KTLA

Prominent Democratic donor Ed Buck convicted in fatal overdoses of 2 Black men

Ed Buck, the prominent political donor who was arrested in connection with a pair of fatal overdoses at his home, was convicted on all nine federal charges against him Tuesday.

Buck was convicted of two counts of distribution of methamphetamine resulting in death, four counts of distribution of methamphetamine, one count of maintaining a drug-involved premises and two counts of enticement to travel in interstate commerce for prostitution.


Each of the charges for distribution of drugs resulting in death carries a mandatory minimum sentence of 20 years in federal prison, and the maximum sentence is life in prison without the possibility of parole, according to the Department of Justice.

It was at the West Hollywood apartment of Buck, who was a donor to multiple Democratic politicians locally and on a national scale, where Gemmel Moore, 26, died in 2017 and Timothy Dean, 55, died in 2019.

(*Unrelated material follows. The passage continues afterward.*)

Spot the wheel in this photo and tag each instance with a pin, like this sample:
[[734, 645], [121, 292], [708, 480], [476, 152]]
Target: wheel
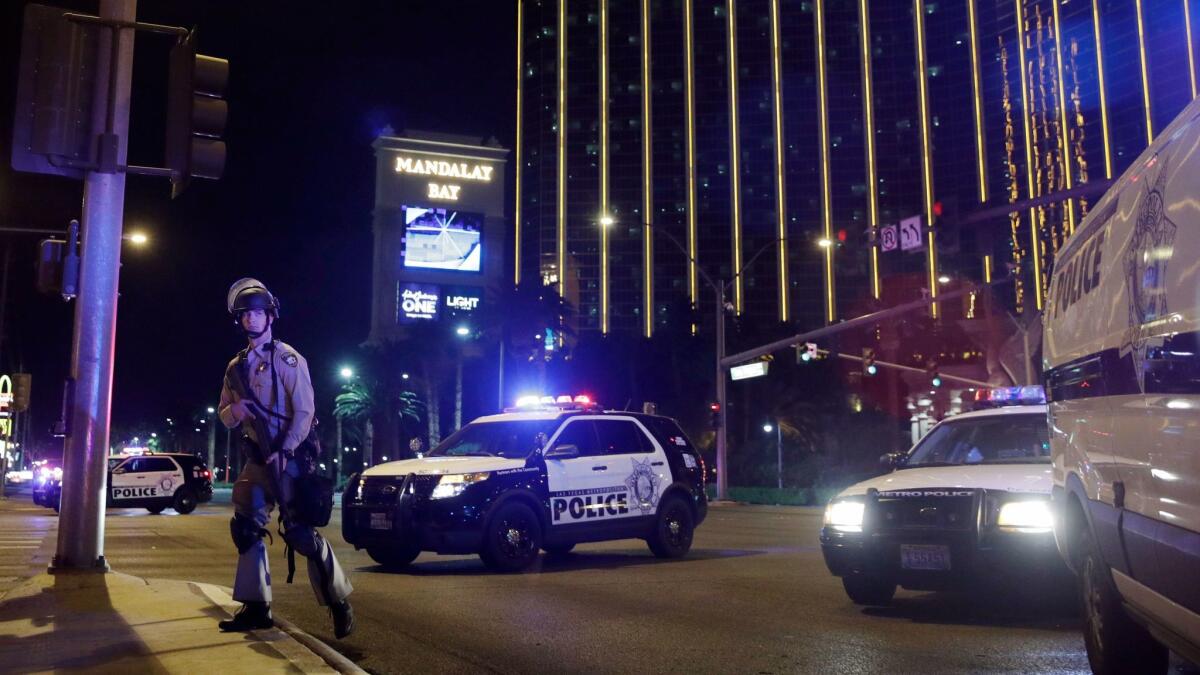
[[869, 590], [185, 501], [673, 529], [394, 557], [513, 538], [1115, 643], [558, 549]]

Prosecutors claim Buck supplied the fatal doses in both cases, and he was arrested in September 2019. Buck’s trial on federal charges related to drugs and the men’s deaths began earlier this month.

Prosecutors allege Buck, 66, would pay men experiencing homelessness, frequently Black men, to come to his apartment and use drugs and engage in sexual acts, oftentimes tied to his fetish for injecting others with methamphetamine.

“Buck’s preference was to personally inject victims, and he pressured or incentivized victims to let him do so, sometimes offering large cash bonuses to coerce a victim to agree to an injection or additional injections,” prosecutors said in court papers, according to the Associated Press. “Other times, Buck simply injected victims while they were unconscious.”

The delay in prosecuting Buck after the fatal overdose of Moore in 2017 led to much criticism of then-District Attorney Jackie Lacey, and a federal judge indicated in a ruling that criminal charges could have been brought against Buck in 2017.

Gemmel Moore’s mother, LaTisha Nixon, called the verdict “the best news I ever could have imagined.”

“This is what we wanted from the beginning. He can’t hurt anybody else. That’s all we wanted,” Nixon said.